Things You Need to Know About a Glycemic Diet
There are a lot of diets in the world. Some foods promote weight loss, such as a low-carb diet, while there are also diets for weight gain. However, there is also a diet for people who have problems with their glycemic index. That diet is called the glycemic diet.
What is a glycemic diet?
A glycemic diet refers to a diet followed by a person who has a low glycemic index. Many studies show that people who follow a low GI diet tend to have drastic weight loss, lower blood sugar levels, and lower risk to certain cardia diseases and diabetes more than other types of food.
However, the problem of a glycemic diet is it sometimes has unreliable foods, and it tends to fail the food's healthiness. In this article, we will show you more facts about glycemic diet, how it is done, and the particular foods that you should and should not take.
The glycemic index (GI)
Eating foods with carbohydrates are being broken down by your digestive system into simple sugars that go through your bloodstreams. However, not all carbs are the same, and different types affect differently on blood sugar.

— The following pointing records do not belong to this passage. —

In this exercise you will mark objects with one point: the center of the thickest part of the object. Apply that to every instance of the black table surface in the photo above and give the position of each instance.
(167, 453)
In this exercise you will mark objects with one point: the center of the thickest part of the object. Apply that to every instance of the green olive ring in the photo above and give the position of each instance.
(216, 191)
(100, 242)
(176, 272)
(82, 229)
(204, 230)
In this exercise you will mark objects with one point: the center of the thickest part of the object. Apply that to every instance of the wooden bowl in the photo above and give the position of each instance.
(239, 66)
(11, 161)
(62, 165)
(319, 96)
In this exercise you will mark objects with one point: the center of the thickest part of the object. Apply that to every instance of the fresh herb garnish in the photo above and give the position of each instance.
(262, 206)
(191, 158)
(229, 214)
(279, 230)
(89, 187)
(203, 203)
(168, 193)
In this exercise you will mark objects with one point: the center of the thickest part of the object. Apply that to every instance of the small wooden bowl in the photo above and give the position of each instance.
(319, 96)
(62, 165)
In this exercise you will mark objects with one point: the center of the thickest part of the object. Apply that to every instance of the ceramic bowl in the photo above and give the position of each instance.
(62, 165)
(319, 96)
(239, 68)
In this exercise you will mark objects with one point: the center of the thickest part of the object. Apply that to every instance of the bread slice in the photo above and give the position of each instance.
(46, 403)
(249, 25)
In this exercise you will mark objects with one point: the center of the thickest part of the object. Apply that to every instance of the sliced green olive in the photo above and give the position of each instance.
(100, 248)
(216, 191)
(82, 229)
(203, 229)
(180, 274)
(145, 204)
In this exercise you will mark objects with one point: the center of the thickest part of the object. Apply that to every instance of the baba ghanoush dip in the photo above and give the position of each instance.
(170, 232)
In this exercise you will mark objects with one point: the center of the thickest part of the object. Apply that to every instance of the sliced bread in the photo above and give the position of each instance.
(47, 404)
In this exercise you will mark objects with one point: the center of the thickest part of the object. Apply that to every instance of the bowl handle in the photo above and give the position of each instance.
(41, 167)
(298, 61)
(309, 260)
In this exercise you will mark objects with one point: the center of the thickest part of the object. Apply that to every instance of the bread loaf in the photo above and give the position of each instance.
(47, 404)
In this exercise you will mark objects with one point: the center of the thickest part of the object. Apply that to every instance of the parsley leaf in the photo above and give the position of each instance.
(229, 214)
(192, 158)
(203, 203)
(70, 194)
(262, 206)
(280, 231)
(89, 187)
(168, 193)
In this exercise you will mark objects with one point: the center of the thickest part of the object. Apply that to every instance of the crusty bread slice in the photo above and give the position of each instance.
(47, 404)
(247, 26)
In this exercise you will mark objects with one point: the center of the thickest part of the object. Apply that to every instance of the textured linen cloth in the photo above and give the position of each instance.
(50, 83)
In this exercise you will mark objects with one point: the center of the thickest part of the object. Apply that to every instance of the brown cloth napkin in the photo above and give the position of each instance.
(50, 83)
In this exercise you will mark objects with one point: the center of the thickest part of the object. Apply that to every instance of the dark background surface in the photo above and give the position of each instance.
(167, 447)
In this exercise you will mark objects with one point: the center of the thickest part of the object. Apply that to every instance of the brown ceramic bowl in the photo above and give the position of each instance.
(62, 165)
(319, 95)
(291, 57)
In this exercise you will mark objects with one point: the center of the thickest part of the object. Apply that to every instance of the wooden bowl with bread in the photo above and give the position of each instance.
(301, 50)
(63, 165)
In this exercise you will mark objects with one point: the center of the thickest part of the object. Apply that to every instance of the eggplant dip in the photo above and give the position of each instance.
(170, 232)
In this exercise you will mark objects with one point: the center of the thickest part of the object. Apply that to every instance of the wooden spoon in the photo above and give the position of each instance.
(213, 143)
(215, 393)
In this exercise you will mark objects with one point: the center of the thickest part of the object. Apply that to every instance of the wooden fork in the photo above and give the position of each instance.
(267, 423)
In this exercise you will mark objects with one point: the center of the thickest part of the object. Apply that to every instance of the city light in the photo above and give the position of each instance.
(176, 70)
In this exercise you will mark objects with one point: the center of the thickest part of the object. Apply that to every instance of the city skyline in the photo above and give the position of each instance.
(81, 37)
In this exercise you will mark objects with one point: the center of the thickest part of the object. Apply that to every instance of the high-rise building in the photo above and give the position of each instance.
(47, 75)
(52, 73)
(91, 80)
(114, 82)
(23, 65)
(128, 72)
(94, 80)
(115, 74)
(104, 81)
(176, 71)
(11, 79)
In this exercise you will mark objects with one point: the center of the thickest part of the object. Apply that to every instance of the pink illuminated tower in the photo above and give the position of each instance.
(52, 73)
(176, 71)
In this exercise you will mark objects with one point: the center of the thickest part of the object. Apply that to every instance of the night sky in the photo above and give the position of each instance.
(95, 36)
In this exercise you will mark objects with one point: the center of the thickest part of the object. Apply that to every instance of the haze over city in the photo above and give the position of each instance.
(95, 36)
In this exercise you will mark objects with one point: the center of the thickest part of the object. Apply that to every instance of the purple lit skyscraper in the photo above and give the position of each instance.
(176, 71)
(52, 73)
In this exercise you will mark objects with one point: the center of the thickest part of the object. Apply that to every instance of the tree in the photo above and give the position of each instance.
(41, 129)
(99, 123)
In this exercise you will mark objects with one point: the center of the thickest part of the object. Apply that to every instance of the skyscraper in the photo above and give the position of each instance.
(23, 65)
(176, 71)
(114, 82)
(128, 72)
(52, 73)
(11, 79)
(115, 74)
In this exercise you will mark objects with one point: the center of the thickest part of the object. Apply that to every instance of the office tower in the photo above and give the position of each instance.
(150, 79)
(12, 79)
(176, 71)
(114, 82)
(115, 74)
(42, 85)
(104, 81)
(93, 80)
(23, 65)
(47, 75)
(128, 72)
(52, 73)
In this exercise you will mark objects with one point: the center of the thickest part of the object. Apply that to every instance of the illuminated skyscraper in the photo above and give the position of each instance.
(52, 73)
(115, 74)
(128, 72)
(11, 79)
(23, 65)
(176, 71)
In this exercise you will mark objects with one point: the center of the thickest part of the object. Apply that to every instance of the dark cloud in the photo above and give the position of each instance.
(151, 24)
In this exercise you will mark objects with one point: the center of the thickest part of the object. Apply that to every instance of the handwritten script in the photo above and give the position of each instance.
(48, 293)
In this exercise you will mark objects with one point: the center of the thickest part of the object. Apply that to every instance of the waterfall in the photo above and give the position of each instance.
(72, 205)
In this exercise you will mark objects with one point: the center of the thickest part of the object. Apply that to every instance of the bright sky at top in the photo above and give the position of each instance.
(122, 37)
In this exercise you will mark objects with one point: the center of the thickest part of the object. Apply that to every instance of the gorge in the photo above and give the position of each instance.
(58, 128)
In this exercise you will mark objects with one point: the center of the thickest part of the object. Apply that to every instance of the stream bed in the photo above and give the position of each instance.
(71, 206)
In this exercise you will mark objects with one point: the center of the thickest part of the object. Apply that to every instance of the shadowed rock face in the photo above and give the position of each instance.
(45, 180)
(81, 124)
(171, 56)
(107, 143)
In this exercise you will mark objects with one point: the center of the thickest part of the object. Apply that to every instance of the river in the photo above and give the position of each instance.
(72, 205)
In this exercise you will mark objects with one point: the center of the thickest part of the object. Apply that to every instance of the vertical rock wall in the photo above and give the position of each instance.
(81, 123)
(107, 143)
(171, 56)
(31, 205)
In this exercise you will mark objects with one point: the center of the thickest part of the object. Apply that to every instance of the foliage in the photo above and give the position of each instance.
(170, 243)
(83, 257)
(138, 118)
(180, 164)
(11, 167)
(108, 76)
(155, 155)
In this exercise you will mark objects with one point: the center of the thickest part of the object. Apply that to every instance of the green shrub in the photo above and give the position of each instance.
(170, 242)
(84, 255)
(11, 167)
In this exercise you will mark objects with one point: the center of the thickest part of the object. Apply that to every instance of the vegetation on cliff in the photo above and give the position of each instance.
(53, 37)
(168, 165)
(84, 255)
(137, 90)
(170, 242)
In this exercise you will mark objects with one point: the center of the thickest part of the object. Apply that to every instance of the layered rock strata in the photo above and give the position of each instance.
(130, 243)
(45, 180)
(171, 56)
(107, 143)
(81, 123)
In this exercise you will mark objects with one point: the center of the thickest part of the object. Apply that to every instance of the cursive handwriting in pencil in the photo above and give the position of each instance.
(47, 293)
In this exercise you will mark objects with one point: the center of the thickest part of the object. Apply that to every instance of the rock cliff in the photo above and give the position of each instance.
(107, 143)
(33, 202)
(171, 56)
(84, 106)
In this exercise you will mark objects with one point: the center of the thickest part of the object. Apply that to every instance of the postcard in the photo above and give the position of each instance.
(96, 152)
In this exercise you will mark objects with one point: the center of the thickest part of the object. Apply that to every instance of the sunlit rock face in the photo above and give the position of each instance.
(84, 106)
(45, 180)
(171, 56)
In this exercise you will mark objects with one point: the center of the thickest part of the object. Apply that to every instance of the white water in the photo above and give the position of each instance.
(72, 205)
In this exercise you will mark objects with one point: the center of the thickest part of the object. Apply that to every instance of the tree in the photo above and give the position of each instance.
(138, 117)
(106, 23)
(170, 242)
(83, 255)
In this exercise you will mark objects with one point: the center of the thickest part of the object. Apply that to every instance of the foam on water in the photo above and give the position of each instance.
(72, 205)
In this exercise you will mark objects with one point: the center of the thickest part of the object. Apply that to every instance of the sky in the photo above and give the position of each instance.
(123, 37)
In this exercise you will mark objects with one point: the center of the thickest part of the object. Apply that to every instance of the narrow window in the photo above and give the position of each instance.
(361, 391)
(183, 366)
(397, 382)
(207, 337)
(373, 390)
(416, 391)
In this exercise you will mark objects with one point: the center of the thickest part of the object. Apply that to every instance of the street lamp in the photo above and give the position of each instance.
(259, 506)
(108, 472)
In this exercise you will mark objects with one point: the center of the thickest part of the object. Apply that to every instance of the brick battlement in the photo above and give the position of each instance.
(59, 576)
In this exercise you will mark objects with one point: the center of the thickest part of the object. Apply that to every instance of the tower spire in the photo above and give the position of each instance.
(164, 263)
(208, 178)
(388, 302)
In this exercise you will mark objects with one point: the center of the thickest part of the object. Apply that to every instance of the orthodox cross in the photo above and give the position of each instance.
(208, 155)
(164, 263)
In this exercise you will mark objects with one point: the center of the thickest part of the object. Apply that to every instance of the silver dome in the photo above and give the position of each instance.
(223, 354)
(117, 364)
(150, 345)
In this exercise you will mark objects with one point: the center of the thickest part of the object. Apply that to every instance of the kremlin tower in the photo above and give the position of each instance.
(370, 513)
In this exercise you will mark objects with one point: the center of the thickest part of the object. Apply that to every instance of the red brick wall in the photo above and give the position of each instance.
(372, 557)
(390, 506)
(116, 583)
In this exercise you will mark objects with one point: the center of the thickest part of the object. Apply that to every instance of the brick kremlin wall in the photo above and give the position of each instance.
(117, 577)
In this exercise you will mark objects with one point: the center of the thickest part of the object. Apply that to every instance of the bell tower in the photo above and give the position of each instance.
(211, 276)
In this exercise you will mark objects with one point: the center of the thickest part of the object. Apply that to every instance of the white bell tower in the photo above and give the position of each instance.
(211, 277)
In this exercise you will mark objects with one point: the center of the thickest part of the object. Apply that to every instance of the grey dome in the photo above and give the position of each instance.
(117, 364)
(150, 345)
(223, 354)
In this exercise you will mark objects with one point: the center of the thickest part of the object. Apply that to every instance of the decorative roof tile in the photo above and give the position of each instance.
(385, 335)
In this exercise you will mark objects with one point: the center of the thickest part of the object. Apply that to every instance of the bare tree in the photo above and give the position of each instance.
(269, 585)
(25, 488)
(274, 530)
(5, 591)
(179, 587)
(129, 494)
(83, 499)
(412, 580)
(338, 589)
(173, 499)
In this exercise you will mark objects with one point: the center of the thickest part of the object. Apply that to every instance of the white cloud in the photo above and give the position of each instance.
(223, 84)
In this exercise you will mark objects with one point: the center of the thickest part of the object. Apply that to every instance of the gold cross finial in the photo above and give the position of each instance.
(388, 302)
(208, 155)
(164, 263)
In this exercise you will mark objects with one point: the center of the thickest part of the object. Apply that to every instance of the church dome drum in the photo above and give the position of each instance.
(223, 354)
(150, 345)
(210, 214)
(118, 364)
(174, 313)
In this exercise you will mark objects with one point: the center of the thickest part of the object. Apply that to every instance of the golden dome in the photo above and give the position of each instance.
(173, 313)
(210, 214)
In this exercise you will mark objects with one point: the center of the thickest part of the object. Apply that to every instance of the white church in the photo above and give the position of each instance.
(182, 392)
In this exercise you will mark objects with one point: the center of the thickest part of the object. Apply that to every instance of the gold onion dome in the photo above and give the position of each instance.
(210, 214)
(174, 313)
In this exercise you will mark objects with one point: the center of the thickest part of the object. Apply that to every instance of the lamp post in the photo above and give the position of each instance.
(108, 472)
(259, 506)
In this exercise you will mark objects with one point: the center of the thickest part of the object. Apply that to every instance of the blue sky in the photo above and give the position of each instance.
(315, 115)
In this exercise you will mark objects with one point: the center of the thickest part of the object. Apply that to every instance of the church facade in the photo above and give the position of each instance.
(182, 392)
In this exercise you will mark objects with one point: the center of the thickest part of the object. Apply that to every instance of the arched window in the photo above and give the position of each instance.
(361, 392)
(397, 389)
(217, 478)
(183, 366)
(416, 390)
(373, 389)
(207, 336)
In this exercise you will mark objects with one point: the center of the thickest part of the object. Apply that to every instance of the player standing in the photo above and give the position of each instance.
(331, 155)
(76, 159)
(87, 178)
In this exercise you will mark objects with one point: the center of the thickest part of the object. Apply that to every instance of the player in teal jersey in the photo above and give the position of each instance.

The glycemic index (GI) is the one that measures the food's rank in accordance to their effect on your blood sugar levels. Foods that are known to increase blood sugar levels are ranked in comparison to 50 grams of glucose. There are three types of GI ratings, mainly low, ranging from 0-55 grams of glucose; medium, which is about 56-69 grams; and high, which is about 70 grams or more.
Foods for glycemic diet
Experts and dieticians say that foods that contain low GI are always preferable because they can be digested slowly, which allows proper absorption. Thus, it is essential to know what foods can be eaten to balance out your GI.
Also, keep in mind that foods that have an assigned GI value have carbs in it. Thus, foods that do not have carbs are most likely not included on GI lists. Some of those foods are beef, fish, chicken, eggs, spices, and herbs.
Factors that affect a food's GI
Numerous factors affect a food's GI. Here are just some of the few:
- The type of sugar the food contains affects a food's GI in general. Most people think that sugary foods have high GI-- but that is not entirely true. A sugar's GI can go as low as 23 for fructose and 105 for maltose. The GI of a food depends on the type of sugar it contains.
- Starch structure. Two molecules make up a starch, which is amylose and amylopectin. Starch is known to be an element for weight gain because amylose can be hard to digest, and amylopectin is more comfortable to understand. Therefore, foods that are low in GI tend to have higher amylose intake.
- Cooking method. Some cooking and food preparation techniques can affect a food's GI. When food is cooked more extended, the faster the sugars will be digested, which increases GI.